In an interview with TheWrap, Pluribus Capital’s Matthew Doull said he was not abandoning print for the moment, although he’s a big advocate of online.

Asked about his plans for the Reporter, Doull said: “We don’t see it as an investment in print. We see it as an investment in generating news, data and analysis for a specific audience. We’re very focused on providing something that that particular business community needs.”

He said print may not be around forever: “At the end of the day, the journalist these days who doesn’t break news on a 24-hour basis isn’t going to succeed. But there’s a real place for really good analysis.”

That’s true, and for the moment that place is not the Hollywood Reporter. Nor has it been for a long time. But there you have the rationale for resurrecting the place.

And clearly many changes are afoot: Gerry Byrne, who headed the Nielsen entertainment group, will be out (or, technically, a ‘consultant’) starting January first. Eric Mika seems likely to follow.

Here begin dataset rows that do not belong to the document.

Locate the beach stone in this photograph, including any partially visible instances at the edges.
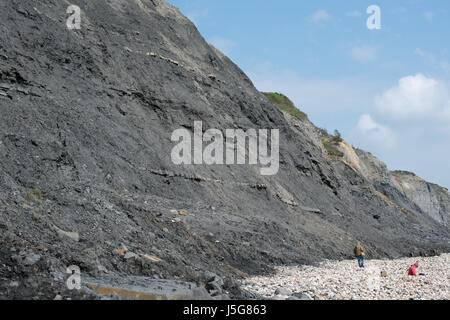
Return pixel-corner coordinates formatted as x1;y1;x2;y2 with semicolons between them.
275;287;292;296
240;254;450;300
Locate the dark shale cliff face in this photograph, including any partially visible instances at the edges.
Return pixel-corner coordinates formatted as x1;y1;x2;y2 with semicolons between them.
0;0;449;299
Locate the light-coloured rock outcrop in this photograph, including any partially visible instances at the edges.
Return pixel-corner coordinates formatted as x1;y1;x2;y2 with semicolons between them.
391;171;450;226
333;145;450;227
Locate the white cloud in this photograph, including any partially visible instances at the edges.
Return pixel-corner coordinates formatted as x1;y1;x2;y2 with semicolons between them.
424;11;435;20
443;108;450;122
209;36;236;55
356;114;397;150
347;10;362;17
351;45;377;62
414;48;424;56
439;61;450;73
375;74;450;120
414;48;450;73
310;10;331;23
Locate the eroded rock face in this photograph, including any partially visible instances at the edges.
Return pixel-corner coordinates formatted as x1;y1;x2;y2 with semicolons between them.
391;172;449;226
0;0;449;299
345;149;450;226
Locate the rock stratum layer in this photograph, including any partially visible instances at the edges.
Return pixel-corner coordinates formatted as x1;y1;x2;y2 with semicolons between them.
0;0;449;299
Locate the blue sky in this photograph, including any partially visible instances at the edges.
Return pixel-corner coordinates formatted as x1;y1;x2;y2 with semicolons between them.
168;0;450;189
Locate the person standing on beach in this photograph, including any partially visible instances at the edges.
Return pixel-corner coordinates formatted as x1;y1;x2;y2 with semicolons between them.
354;243;365;268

Doull says that his group, which includes the publisher of The Hill, Jimmy Finkelstein, and George Green, plans to invest millions of dollars in the Reporter, presumably to hire more people, since the staff has been decimated in successive cutbacks.

Not all Nielsen titles are in the same direst straits, but none of them are thriving. And all face the same declining business model of print.

Meanwhile, Variety’s sudden decision to institute a pay wall last Thursday seems like an act of desperation. Coming smack in the middle of the season when studios place the bulk of their advertising dollars, Variety has made a conscious decision to cut off its traffic.

Why desperation? Because the ad dollars must not be there to support the newsroom.

For the first time in a decade, Hollywood’s major studios have balked at spending the millions of dollars to place For Your Consideration ads in the trades. My insiders tell me that instead of the pile of greenbacks — up to $20 million for the Oscar season — the trades usually amasses, this year the haul will be under $5 million.

Variety Publisher Brian Gott put it starkly: “Traffic will fall steeply.”

"The number of unique visitors to will decline, but the people who remain on the site are our core audience,” Variety president Neil Stiles said in a statement. “These are ultimately the people we want to reach."

Yes, but for what content will they want to pay? Many of them will figure out other ways to get the same content — including reading it here at TheWrap (and many other places, to be fair).

And while it is true that advertising in the business-to-business audience is not strictly about internet CPMs, it is nonetheless tied to traffic. If Variety’s traffic falls precipitiously, this will certainly affect the rates it will be able to charge online.

Editor emeritus Peter Bart — who presided over the last, failed experiment to put behind a pay wall — has spoken to friends of the decision as one that will play out over the next few months.

He clearly does not feel certain that it will work.

But something has to, or Variety — like the Reporter — will be facing an endgame.